In CoDA there is the symmetric concept of the logratio geometry of the parts: logratios can be computed for each part pairwise across the samples (i.e., \(I(I-1)/2\) logratios), and their structure is related in the same way to that of the CLRs of the parts (Aitchison and Greenacre 2002; Greenacre 2021). There is more than one way to quantify the geometry of the parts in the chiPower approach. One way is to simply transpose the data matrix and apply the chiPower transformation as before, in other words chiPower the columns (parts). Another way, which is adopted here, is to use the geometry of the column principal coordinates in the PCA of the chiPowered data. This defines a distance geometry on the parts which is equivalent to the covariance structure of the transformed parts (Greenacre et al. 2022). For unsupervised learning, this chiPower geometry of the transformed compositional parts in many different random subcompositions will be compared to the chiPower geometry of the same parts, transformed in the same way, in the full compositional data matrix, again using the Procrustes correlation. So this is a similar measure as the one of isometry between the sample geometries, but between the same parts in the subcomposition and the composition. In other words, the coherence check is being made by measuring the isometry between the subset of parts.

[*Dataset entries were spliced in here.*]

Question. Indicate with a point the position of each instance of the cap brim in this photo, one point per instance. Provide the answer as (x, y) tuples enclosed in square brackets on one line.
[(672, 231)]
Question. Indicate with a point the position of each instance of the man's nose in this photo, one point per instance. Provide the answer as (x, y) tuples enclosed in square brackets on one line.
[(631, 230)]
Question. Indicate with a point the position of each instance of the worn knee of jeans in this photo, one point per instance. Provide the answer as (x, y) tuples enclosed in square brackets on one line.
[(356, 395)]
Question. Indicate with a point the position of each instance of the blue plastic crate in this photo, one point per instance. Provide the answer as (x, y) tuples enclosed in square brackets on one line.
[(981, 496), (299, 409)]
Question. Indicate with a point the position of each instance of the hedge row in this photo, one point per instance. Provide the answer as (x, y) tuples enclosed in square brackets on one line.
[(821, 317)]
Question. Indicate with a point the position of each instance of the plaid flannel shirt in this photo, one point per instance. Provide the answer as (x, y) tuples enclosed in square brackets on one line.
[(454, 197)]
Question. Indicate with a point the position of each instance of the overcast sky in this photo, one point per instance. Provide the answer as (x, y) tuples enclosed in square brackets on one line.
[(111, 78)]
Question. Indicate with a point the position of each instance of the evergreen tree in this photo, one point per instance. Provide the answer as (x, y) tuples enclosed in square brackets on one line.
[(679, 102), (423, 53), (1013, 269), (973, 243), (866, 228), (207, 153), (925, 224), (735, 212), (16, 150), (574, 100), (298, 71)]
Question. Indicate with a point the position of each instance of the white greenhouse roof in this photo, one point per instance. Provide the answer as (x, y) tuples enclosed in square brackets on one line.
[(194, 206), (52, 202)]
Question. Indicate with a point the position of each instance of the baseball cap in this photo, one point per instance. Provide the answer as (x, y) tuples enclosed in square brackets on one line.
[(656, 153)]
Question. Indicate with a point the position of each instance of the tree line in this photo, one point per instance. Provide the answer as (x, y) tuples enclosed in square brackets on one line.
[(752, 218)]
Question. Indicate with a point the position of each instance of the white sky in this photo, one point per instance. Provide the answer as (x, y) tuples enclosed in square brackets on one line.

The algorithm for assessing the coherence can be summarized in the following steps.

  1. 1.

    Transform the compositional data matrix X using chiPower, for the power \(\lambda \) of interest, resulting in \(\textbf{Z}{\scriptstyle [\lambda ]}\)

  2. 2.

    Perform the PCA of \(\textbf{Z}{\scriptstyle [\lambda ]}\) using the SVD \(I^{-\frac{1}{2}}{} \textbf{Z}{\scriptstyle [\lambda ]} = \textbf{U D}_\phi \textbf{V}^\textsf{T}\) (see Supplementary Material Section S3).

  3. 3.

    The part geometry of all the parts is defined by the coordinates \(\textbf{G} = \textbf{V D}_\phi \).

  4. 4.

    For any subcomposition \(\textbf{X}_\text {s}\), perform the same chiPower transform to obtain \(\textbf{Z}_\text {s}{\scriptstyle [\lambda ]}\).

  5. 5.

    Perform the PCA on \(\textbf{Z}_\text {s}{\scriptstyle [\lambda ]}\) (steps 2. and 3.) and define the geometry of the subcompositional parts from the results of this PCA in the same way as before, i.e., coordinates \(\mathbf{G_\text {s}}\).

  6. 6.

    Compute the Procrustes correlation between \(\mathbf{G_\text {s}}\) and the subset of rows of \(\textbf{G}\) corresponding to the same subset of parts in the subcomposition.

The above is repeated for many subcompositions of different sizes.

The previous approach by Greenacre (2009) to measure incoherence used a stress measure common in multidimensional scaling (Borg and Groenen 2010), applied to the distances between parts. This approach used a “worst-case scenario" of two-part subcompositions, which might be acceptable for small compositions but is too extreme and unrealistic for larger ones that are generally the case in practice. Here it is preferred to use a range of subcompositions in the range of 10–90% of the total number of parts, so that the lack of coherence can also be assessed for subcompositions of different sizes.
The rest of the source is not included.